Crítica | Michael Jordan: Air Time

Documentário de 1993, Michael Jordan : Air Time foi um especial para a TV, da NBA, que louvava a memória do ainda jogador Air Jordan, o maior da categoria, brincando com a figura mítica criada em volta dele,  que além  de um jogador soberbo e absurdo, era também uma indiscutível celebridade. A trilha sonora instrumental no começo remete a música eletrônica, enquanto mostra sua repercussão em propagandas solo, em comerciais com Spike Lee e até em episódios da sitcom Seinfeld.

Analisar esse filme hoje é curioso, e ele pode ser bem complementado pelo especial da EspnJordan : Ride the Bus, pois foi em 93 também que ele anunciou sua aposentadoria,  por conta da morte de seu pai. É estranho notar isso, pois no formato escolhido pelos produtores (liderados por Don Spearling), é mostrado Michael conversando com  a câmera diretamente, sentado numa quadra toda preparada para ser um cenário perfeito,  e fora o desempenho excelente dos touros de Chicago, o maior fato discutido por Jordan é a aposentadoria de Magic Johnson, por conta da descoberta de ser soropositivo. Ele se torna a figura mais famosa da liga e o embaixador da NBA, e ele é perguntado de isso é muita responsabilidade. Sua resposta é que isso não seria um problema mas vai se saber se já havia ali um embrião do pensamento de parar.

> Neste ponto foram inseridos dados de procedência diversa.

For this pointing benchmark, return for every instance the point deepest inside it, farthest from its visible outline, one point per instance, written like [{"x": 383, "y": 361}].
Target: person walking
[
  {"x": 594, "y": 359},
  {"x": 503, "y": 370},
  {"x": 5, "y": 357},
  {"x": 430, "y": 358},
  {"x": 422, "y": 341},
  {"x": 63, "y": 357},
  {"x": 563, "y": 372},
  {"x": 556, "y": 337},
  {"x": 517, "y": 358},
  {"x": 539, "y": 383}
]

Michael era celebre, havia feito um clipe com seu xará, Michael Jackson, lançariam um livro, The Jordan Rules e a expectativa era de qur ele transformaria os Bulls numa franquia tão conhecida e celebrada quanto os Celtics de Boston ou os Lakers de Los Angeles, e parte disso envolveu a questão de tentar ganhar 70 jogos,  mas isso não ocorreria. Nesse trecho há um pouco de confusão , pois ao mesmo tempo que aborda possíveis marcas pessoais, também se fala do All Star Game de 92, onde Magic brilharia, muito com auxílio de Jordan.

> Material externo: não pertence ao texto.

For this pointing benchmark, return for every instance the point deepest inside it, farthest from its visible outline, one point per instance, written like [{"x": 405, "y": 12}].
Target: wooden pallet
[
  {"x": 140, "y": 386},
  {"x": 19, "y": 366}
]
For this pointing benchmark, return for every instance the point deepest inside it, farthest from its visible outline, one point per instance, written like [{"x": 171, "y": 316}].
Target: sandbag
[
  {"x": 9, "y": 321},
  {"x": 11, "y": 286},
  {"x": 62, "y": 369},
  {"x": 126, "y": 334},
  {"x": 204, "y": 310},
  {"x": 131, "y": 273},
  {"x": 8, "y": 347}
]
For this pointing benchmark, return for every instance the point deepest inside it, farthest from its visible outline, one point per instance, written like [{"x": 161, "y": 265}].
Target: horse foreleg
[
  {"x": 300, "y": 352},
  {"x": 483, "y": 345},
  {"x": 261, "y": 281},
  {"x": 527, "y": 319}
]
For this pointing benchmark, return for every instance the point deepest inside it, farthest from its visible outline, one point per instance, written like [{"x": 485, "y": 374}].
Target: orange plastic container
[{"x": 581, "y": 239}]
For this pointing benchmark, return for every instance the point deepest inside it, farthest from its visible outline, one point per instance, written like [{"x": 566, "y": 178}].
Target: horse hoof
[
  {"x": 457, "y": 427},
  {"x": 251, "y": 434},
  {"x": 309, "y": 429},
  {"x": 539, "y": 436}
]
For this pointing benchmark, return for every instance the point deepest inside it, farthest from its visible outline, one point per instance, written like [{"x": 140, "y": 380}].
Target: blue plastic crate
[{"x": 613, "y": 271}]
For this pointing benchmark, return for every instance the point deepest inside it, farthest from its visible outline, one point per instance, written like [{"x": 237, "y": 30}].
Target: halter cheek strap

Claramente é um filme chapa branca,  mesmo nas polemicas. O filme passa muito rapidamente pela questão das apostas, e trata como apenas remotas possibilidades dele ter apostado no golfe, fato que é proibido. Como é uma peça comercial,  surpreende por simplesmente tocar no assunto, embora isso possa ter ocorrido exatamente por ser um assunto muito em voga na época, servindo assim como argumento de defesa para o ídolo. Não se toca na boataria envolvendo ele ter apostado supostamente nos próprios jogos que ganharia, mas como realmente é só um rumor/teoria da conspiração,  é natural que não tenha dado nota a essa possível movimentação.

O desempenho dessas ultimas temporadas foi impecável,  e obviamente que um filme que busca louvar a memória de um ídolo do esporte, não deixaria de focar na obsessão que Jordan tinha em ganhar, e o quanto isso passava para os seus companheiros. As passagens por eventos mais recentes como o Dream Team é bem resolvida apesar de breve e de não acrescentar muito. Air Time é um objeto propagandista, mas de bela apreciação,  por representar bem o modo como a opinião publica encarava Michael e como ele era deusificado.